Early in the days of Odd Future, the rambunctious, teenage rap crew that crashed into the industry by way of the Los Angeles suburbs, Syd (then Syd tha Kyd), was by far the most intriguing figure relegated to the background.

As the group’s only female member — and its only openly gay artist until Frank Ocean came out in 2012— Syd’s calm, cool indifference about Odd Future’s casual misogyny and homophobia provided the movement with something resembling a voice of reason. And as Odd Future matured in the following years, Syd’s musical contributions to the collective evolved beyond rudimentary rap beats with the debut of her full band, neo-soul project, The Internet.

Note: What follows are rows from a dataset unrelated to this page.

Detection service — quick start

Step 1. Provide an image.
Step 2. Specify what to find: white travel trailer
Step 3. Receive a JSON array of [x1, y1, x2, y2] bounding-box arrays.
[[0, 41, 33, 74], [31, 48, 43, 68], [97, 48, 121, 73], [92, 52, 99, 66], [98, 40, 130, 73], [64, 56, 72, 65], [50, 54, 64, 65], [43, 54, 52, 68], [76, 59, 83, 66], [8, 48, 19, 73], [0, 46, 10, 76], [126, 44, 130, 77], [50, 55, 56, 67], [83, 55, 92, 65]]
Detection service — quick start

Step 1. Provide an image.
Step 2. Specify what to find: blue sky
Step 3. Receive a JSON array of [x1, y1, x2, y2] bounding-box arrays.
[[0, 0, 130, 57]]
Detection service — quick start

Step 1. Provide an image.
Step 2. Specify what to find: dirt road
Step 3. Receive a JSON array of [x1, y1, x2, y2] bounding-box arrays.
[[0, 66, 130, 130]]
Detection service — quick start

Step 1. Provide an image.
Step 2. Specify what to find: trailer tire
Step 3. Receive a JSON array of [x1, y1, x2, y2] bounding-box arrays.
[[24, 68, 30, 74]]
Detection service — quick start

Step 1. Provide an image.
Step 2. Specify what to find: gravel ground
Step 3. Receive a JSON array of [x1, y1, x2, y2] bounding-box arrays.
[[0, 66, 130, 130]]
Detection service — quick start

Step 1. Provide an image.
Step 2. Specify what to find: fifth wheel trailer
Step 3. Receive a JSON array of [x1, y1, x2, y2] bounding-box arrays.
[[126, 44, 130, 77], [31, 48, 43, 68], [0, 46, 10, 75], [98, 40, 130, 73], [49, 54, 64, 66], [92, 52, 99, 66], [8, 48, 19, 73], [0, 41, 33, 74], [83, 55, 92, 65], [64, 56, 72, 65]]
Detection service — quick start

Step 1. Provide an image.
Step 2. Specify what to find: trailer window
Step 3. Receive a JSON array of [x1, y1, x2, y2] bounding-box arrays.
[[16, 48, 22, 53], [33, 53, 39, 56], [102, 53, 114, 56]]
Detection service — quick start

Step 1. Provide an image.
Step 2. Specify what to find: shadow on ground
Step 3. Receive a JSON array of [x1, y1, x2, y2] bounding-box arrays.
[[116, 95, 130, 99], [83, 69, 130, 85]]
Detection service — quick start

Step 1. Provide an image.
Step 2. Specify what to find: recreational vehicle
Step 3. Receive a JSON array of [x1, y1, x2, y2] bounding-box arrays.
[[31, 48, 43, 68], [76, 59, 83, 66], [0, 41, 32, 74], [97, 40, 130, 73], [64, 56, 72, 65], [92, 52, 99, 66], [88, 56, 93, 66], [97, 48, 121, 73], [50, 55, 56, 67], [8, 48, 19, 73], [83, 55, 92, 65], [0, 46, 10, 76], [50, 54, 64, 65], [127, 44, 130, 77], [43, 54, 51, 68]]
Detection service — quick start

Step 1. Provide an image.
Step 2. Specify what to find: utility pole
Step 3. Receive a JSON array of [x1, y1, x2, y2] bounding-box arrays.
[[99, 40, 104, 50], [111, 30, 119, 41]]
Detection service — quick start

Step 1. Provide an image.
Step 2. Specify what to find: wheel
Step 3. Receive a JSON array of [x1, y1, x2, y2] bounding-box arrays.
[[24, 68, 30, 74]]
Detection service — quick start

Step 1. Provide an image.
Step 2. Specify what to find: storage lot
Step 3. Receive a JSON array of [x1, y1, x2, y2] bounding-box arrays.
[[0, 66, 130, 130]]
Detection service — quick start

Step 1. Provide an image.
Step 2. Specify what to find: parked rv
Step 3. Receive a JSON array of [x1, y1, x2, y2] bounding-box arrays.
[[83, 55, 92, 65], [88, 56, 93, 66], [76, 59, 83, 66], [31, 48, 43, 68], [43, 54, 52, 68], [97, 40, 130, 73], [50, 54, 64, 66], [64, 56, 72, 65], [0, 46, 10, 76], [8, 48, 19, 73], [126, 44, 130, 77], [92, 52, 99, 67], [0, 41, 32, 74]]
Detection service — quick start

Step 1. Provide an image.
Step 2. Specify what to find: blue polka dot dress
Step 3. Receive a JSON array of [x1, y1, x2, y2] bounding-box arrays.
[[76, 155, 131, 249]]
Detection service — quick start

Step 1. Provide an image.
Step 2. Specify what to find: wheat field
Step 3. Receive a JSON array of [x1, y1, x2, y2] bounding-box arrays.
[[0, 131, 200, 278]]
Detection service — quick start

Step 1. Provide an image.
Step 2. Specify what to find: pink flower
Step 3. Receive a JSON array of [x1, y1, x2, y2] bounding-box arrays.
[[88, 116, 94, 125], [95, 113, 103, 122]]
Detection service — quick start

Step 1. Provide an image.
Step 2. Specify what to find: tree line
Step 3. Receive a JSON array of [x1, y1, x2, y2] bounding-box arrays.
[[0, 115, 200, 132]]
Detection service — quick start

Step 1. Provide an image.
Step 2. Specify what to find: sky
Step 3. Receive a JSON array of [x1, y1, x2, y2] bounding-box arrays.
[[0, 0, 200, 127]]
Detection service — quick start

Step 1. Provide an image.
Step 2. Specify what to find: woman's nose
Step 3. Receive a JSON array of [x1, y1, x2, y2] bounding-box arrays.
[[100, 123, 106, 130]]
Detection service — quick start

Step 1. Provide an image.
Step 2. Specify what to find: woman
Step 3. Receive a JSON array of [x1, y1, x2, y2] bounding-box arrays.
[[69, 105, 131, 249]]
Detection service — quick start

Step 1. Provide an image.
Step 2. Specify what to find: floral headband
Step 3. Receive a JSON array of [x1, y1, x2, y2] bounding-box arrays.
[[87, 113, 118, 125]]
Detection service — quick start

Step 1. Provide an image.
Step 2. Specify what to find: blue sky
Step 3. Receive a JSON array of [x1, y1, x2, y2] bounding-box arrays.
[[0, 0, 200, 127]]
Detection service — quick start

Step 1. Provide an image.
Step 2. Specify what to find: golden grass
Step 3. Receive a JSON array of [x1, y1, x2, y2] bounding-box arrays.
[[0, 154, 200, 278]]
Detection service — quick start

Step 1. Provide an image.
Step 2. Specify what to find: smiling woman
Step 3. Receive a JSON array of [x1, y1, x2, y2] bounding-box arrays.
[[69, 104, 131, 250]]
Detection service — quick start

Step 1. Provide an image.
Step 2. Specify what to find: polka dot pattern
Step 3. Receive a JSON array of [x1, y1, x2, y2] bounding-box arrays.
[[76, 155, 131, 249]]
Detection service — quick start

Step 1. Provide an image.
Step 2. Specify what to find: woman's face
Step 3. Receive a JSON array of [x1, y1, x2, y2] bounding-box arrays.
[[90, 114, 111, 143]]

Although Syd’s whisper of a voice has grown in confidence over the past few years, she still hadn’t gone solo — until now.

Her debut solo album, Fin, is the clear product of an artist struggling to find her voice, both literally and figuratively. Where The Internet offered lush, jazzy instrumentation, Fin opts for sparse, spacey rap beats that land somewhere between ’90s R&B and modern trap. The drums are hard-hitting, and the synthesizers blend with her cloud-like vocals, floating high above everything else.

“I’m drowning in doubt and frustration/ Can’t sleep ’cause I’m anxious/ Counting sheep and all,” she croons on album opener “Shake Em Off,” sounding both beautiful and insecure.

While the album’s more traditional beats are a far cry from the off-kilter oddity of Odd Future or the gorgeous, throwback soul of The Internet, they finally give Syd a chance to step into the spotlight. She’s never had a particularly strong voice, and while it was prone to getting buried on previous projects, here it stands out. Over the clean, straightforward instrumentals of Fin, Syd’s wavering, vulnerable voice is an asset, not a weakness — and it shows on songs like the slinking R&B anthems “Got Her Own” and “Body.”

Unfortunately, while Fin is excellent mood music, as an album it’s little more than that. It certainly works as a soundtrack for drunken late night trysts, played just loudly enough to smother soft moans. But for active listening, the 12-song LP is a little too pretty and shallow to stay interesting.

In fact, when up-and-coming Atlanta rapper 6LACK shows up on late-album highlight “Over,” it’s a welcome breath of fresh air, a little bit of grit in an otherwise pristine soundscape.

“Love was broke, love was lost/ Love was poor, section 8,” a line with more character than many on previous tracks.

But to really get a feel for the kind of album Fin is, just listen to Syd herself:

“For me, this is like an in-between thing — maybe get a song on the radio, maybe make some money, have some new shit to perform,” she said of the project in an interview with Pitchfork.

And in the end, Fin is a battle of expectations. But if your standards are the same as Syd’s — low — the album will easily surpass them.